"And the stars are projectors, yeah, projecting our lives down to this planet Earth." - Modest Mouse


Batteries Going Nano 

UPI has an article about advances in nanotechnology being applied to the problem of battery power. Batteries have evolved very little in the past 10 years, even though portable technologies have become huge. The iPod is a perfect example of great portable tech witha really sucky power use profile. Enter Nanotech.
[mPhase] is seeking to develop a battery containing millions of silicon nanotube electrodes, sitting upright like a bed of nails. Atop each nanotube sits a droplet of electrolyte. The droplets rest atop the nanotubes without interacting, much like an Indian fakir can rest atop a nail bed. But when a voltage change pushes the droplets down into the spaces between the tubes, they react, causing current to flow.
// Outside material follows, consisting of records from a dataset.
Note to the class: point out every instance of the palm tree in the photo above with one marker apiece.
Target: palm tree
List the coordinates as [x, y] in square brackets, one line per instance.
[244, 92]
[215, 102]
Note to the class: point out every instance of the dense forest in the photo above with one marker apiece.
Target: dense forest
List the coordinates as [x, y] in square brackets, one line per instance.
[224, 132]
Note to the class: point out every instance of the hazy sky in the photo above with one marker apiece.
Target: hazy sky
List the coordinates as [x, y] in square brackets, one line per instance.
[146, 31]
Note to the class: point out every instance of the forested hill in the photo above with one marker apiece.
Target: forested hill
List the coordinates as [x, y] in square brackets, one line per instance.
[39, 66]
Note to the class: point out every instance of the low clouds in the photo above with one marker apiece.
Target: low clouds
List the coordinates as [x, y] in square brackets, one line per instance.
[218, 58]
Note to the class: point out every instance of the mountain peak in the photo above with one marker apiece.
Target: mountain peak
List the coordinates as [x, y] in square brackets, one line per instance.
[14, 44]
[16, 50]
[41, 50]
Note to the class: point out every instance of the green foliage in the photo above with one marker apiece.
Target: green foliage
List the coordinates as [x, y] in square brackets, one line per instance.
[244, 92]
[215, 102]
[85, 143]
"This can give them a very long storage life of years and years, by only activating when in use," Simon explained. The silicon-based devices are compatible with semiconductor processes, are easy to miniaturize, have a quick ramp up to full power, are inexpensive to mass produce and have high power and energy density.

Konarka Technologies of Lowell, Mass., makes plastic devices that absorb sunlight and indoor light and convert them into electrical energy.

The devices resemble gift-wrapping paper in their thinness and flexibility, and can be integrated into fabrics and roofs. They are made using nanoscale titanium dioxide particles coated in photovoltaic dyes. When light hits the dye, they generate electricity.

"They're lightweight and flexible, more versatile than previous generations of solar cells," said Daniel McGahn, Konarka's executive vice president and chief marketing officer.

"We can get to the point where the initial cost can be competitive with the electric grid," McGahn told UPI. "If we had a 10-mile-by-10-mile square, we could power the country."